In 1791, Galvani established that electricity activated excitable cells. In the two centuries
that followed, electrode stimulation of neuronal, skeletal and cardiac muscle became the adjunctive
method of choice in experimental, electrophysiological, and clinical arenas. This approach underpins
breakthrough technologies like implantable cardiac pacemakers that we currently take for granted.
However, the contact dependence, and field stimulation that electrical depolarization delivers brings
inherent limitations to the scope and experimental scale that can be achieved. Many of these were not
exposed until reliable in vitro stem-cell derived experimental materials, with genotypes of interest,
were produced in the numbers needed for multi-well screening platforms (for toxicity or efficacy studies)

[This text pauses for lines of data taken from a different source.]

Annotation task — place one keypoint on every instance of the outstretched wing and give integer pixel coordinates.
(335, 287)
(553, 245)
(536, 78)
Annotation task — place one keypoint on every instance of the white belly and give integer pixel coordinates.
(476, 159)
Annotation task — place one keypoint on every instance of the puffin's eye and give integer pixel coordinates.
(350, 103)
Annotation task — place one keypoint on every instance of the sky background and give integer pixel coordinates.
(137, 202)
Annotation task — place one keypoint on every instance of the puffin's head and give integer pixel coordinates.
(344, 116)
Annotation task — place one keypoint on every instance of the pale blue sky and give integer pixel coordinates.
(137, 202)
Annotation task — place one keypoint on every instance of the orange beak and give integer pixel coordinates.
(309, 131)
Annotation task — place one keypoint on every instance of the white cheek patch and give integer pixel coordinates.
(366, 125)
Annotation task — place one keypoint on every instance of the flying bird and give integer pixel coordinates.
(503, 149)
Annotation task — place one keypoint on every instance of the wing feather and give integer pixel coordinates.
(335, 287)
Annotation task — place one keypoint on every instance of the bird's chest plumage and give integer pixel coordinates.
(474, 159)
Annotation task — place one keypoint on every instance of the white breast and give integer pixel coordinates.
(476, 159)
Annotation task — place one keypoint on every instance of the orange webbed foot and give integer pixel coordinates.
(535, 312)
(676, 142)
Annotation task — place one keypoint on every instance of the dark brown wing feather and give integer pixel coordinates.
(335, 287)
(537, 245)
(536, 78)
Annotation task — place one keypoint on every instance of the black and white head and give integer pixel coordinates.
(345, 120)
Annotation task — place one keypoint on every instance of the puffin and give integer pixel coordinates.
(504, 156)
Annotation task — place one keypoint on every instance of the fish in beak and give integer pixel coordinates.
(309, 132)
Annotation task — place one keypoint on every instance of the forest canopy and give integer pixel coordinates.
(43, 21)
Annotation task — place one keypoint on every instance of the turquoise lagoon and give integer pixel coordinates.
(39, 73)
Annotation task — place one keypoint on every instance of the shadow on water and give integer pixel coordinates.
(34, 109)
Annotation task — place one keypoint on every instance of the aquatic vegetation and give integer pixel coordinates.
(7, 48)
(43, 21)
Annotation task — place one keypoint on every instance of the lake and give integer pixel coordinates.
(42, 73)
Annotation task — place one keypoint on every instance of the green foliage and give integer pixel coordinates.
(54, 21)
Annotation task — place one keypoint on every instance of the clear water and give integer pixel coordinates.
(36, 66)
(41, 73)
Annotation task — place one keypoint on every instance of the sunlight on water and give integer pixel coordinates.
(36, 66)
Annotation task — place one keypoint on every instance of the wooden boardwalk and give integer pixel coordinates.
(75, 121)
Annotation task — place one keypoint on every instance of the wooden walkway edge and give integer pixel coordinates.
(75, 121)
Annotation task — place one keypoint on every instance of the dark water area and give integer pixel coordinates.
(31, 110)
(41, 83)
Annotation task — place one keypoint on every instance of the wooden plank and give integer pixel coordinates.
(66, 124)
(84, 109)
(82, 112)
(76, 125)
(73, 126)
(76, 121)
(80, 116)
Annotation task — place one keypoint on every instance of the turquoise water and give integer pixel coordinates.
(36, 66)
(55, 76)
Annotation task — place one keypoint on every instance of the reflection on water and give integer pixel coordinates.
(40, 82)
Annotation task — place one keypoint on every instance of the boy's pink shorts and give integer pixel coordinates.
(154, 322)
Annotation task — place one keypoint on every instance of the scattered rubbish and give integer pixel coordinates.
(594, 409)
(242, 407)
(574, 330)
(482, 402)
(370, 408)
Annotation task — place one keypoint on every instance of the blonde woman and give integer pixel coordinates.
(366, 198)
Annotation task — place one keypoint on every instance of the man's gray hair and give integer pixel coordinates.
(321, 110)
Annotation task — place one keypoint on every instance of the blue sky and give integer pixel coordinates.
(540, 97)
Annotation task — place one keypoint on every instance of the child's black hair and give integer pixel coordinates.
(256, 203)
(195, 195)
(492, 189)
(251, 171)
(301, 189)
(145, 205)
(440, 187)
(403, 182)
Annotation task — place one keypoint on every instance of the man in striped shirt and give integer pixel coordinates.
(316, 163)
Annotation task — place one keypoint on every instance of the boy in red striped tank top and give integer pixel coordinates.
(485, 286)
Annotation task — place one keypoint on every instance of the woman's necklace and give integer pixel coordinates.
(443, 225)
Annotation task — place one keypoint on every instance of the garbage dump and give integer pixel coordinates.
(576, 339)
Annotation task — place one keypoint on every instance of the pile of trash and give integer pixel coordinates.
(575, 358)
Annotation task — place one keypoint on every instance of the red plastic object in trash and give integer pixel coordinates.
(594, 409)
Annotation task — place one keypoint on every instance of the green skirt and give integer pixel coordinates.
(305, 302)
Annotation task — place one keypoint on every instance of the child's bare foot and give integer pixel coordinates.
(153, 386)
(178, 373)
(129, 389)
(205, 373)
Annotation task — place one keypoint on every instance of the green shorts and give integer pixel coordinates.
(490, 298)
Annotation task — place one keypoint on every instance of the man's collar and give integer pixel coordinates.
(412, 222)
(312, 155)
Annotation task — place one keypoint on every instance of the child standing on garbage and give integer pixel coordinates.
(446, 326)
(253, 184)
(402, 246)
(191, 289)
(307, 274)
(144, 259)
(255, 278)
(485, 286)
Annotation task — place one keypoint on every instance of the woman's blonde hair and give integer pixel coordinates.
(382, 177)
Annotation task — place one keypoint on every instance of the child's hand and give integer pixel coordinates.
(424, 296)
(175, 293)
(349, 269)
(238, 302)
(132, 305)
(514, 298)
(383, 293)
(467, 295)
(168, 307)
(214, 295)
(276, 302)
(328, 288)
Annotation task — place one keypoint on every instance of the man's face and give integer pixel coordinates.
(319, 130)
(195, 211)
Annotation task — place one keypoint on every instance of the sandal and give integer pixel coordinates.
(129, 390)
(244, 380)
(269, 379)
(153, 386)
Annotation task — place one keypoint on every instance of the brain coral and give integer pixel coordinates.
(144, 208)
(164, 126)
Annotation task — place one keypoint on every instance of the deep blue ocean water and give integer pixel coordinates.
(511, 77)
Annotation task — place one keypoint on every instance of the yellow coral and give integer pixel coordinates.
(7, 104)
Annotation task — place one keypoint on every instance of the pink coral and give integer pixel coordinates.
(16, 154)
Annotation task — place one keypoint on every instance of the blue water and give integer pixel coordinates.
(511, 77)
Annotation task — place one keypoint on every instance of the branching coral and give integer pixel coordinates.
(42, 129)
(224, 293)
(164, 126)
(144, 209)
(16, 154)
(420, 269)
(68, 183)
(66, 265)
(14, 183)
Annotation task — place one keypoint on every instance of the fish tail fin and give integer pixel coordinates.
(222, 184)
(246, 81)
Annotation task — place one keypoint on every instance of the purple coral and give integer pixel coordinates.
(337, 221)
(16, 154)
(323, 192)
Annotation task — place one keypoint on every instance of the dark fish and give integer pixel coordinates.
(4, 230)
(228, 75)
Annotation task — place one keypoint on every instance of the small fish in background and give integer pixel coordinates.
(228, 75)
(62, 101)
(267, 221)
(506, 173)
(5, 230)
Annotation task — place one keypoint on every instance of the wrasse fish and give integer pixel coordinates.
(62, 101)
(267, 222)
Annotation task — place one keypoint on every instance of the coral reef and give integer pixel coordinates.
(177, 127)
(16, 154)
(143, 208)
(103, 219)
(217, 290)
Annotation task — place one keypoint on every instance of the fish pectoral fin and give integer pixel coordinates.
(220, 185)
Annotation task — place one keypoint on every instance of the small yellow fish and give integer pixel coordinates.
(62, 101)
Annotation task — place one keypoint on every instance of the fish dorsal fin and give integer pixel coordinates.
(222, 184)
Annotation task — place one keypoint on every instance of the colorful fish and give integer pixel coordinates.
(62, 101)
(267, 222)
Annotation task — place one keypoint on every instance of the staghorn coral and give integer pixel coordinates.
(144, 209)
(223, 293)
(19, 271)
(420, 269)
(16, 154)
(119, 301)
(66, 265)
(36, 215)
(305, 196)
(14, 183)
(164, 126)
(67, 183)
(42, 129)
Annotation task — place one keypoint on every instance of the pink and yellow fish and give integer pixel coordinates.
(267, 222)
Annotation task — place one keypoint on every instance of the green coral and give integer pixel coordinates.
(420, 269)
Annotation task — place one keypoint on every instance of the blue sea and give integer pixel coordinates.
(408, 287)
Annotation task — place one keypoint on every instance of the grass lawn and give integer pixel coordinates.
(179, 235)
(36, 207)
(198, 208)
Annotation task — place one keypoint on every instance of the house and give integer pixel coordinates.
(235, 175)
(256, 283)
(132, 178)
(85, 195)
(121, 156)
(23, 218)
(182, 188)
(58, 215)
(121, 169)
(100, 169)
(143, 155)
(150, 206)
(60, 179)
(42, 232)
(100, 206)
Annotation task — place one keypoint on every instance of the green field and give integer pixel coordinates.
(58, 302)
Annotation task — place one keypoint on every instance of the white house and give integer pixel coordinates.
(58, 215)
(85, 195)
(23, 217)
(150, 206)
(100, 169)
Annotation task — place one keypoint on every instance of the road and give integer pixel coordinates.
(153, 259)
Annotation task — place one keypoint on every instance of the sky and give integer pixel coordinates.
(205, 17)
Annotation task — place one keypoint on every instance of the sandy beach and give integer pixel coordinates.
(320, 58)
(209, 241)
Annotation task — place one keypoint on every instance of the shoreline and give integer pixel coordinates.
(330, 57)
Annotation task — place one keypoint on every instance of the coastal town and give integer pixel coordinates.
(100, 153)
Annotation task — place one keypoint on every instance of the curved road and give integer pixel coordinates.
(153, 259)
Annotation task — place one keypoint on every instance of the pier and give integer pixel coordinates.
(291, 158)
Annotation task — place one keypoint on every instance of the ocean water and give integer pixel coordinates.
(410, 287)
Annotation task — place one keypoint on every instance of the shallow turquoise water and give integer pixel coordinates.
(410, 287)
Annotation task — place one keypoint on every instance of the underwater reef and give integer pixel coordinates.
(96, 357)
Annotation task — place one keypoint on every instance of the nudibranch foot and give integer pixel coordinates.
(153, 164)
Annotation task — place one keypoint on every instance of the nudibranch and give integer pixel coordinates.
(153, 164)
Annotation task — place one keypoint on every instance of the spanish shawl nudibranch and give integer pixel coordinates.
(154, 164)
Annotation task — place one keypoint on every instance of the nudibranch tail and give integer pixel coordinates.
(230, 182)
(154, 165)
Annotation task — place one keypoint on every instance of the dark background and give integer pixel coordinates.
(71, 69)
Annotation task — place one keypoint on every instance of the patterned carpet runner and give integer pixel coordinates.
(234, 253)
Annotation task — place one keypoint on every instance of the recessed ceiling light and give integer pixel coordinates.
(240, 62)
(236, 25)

or the 2D or 3D tissue surrogates required to study propagation of depolarization within multicellular
constructs that mimic clinically relevant arrhythmia in the heart or brain. Here the limitations of
classical electrode stimulation are discussed. We describe how these are overcome by optogenetic tools
which put electrically excitable cells under the control of light. We discuss how this enables studies in
cardiac material from the single cell to the whole heart scale. We review the current commercial platforms
that incorporate optogenetic stimulation strategies, and summarize the global literature to date
on cardiac applications of optogenetics. We show that the advantages of optogenetic stimulation relevant
to iPS-CM based screening include independence from contact, elimination of electrical stimulation
artefacts in field potential measuring approaches such as the multi-electrode array, and the ability
to print re-entrant patterns of depolarization at will on 2D cardiomyocyte monolayers.